SECTION B (54 Marks)

3. Phylum Chordata (10 Marks)

1. Characteristics of Phylum Chordata:
   • Notochord: Flexible rod supporting the body.
   • Dorsal hollow nerve cord: Develops into the spinal cord.
   • Pharyngeal gill slits: Present at some developmental stage.
2. Classification:
   1. Frog: Class Amphibia
   2. Shark: Class Chondrichthyes
   3. Pigeon: Class Aves
   4. Human: Class Mammalia
3. Economic Importance:
   • Class Mammalia: Provide food (e.g., milk, meat) and labor (e.g., cattle).
   • Class Aves: Source of food (e.g., eggs, poultry) and pest control (e.g., birds eating insects).

4. Genetics and Codominance (10 Marks)

1. Definitions:
   1. Genotype: Genetic makeup of an organism (e.g., RR).
   2. Phenotype: Observable traits of an organism (e.g., red flowers).
   3. Codominance: Both alleles in a heterozygote are fully expressed (e.g., pink flowers in RW).
2. Codominance Cross:
   1. Genotype of pink-flowered plants: RW
   2. Phenotypic ratio of offspring (RW x RW):
      • Punnett Square: R (RW) x W (RW) yields 1 RR (red), 2 RW (pink), 1 WW (white).
      • Phenotypic ratio: 1 red : 2 pink : 1 white.

5. Organic Evolution (10 Marks)

1. Organic Evolution: Gradual change in species over time through genetic variation and natural selection.
2. Homologous vs. Analogous Structures:
   • Homologous: Same origin, different function (e.g., human arm and bat wing).
   • Analogous: Different origin, similar function (e.g., bird and insect wings).
3. Evidences for Evolution:
   • Fossil records: Show transitional forms (e.g., Archaeopteryx).
   • Comparative embryology: Similar embryonic stages (e.g., gill slits in vertebrates).

6. HIV Life Cycle and AIDS (9 Marks)

1. HIV Life Cycle:
   • HIV attaches to T-helper cells via CD4 receptors.
   • Viral RNA integrates into host DNA using reverse transcriptase.
   • Replicates, producing new virions.
   • Infected cells burst, releasing viruses.
   • Cycle repeats, spreading infection.
2. Destruction of T-helper Cells:
   • HIV destroys T-helper cells, reducing immune coordination.
   • Low T-helper count weakens immunity.
   • Opportunistic infections proliferate.
   • Progresses to AIDS, causing severe immune failure.

7. Opportunistic Infections and PLWHA Challenges (9 Marks)

1. Opportunistic Infection: Diseases exploiting weakened immunity.
   • Examples: Tuberculosis, Pneumocystis pneumonia.
2. Challenges for PLWHA:
   • Stigma: Social rejection and discrimination.
   • Access to healthcare: Limited ARV availability or cost.
   • Emotional distress: Anxiety and depression from diagnosis.

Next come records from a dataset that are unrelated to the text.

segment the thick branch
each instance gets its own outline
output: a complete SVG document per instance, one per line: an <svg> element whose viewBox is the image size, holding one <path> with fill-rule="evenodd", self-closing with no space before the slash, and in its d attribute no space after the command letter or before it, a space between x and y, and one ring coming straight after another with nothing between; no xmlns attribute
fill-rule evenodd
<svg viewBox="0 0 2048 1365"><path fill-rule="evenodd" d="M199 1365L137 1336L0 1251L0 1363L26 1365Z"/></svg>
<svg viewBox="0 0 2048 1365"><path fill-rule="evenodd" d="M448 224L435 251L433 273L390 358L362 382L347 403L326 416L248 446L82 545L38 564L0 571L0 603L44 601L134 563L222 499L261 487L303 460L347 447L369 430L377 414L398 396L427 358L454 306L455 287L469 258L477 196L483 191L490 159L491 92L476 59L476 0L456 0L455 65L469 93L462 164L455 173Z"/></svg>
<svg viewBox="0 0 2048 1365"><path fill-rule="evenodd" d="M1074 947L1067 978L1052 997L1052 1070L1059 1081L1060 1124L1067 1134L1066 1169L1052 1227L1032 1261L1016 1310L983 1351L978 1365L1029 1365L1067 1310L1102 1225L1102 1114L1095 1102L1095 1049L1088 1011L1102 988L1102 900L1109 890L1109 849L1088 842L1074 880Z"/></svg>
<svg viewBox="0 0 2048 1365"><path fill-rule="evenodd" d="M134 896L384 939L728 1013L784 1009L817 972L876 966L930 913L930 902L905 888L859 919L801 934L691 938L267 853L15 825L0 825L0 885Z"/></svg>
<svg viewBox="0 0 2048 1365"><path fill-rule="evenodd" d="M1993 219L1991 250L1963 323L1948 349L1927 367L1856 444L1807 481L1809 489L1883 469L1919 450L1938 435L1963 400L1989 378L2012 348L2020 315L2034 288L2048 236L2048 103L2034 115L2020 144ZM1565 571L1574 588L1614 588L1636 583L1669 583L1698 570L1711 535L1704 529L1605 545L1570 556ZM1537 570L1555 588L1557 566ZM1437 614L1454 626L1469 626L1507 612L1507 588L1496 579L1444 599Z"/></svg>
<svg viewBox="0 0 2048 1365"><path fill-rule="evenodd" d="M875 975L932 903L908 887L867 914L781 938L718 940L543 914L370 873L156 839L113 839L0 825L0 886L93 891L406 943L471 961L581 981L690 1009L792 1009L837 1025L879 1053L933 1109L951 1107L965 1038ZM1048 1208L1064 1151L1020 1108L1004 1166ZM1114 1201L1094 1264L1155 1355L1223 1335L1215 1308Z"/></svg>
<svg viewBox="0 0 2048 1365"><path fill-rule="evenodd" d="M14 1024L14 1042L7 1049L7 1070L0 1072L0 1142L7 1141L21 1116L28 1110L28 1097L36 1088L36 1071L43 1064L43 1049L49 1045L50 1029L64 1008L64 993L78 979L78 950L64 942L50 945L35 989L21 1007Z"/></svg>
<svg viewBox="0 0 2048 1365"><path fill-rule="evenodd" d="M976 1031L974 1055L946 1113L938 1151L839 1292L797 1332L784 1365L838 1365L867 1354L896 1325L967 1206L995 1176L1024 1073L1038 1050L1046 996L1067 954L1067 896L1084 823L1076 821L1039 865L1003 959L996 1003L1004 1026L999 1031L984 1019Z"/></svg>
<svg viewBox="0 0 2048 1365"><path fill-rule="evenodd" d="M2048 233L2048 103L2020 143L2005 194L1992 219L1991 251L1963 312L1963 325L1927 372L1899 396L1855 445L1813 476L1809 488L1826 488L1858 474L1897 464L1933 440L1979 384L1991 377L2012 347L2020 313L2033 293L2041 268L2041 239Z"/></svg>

8. Human Growth and Development (9 Marks)

1. Stages:
   • Infancy: Rapid growth, motor development.
   • Childhood: Steady growth, cognitive development.
   • Adolescence: Puberty, rapid physical changes.
   • Adulthood: Physical maturity, slower growth.
   • Old age: Decline in physical functions.
2. Factors Affecting Growth:
   • Internal: Hormones (e.g., growth hormone), genetics.
   • External: Nutrition (e.g., protein intake), environment (e.g., stress).

SECTION C (30 Marks)

Answers for Questions 9 and 11.

9. Evidences for Organic Evolution (15 Marks)

• Fossil records: Show transitional forms (e.g., Tiktaalik).
• Homologous structures: Indicate common ancestry (e.g., vertebrate forelimbs).
• Analogous structures: Show convergent evolution (e.g., bird and insect wings).
• Vestigial structures: Remnants of ancestral traits (e.g., human appendix).
• Comparative embryology: Similar embryonic stages (e.g., gill slits).
• Biogeography: Species distribution reflects evolution (e.g., Galápagos finches).
• Molecular biology: DNA similarities indicate shared ancestry (e.g., cytochrome c).

11. Impact of HIV/AIDS and ART (15 Marks)

• Impact on Immune System: HIV destroys T-helper cells, leading to immune failure and AIDS.
• ART Importance: Inhibits HIV replication, restores immunity, reduces transmission.
• Community Support: Reduces stigma, provides emotional support, ensures treatment access.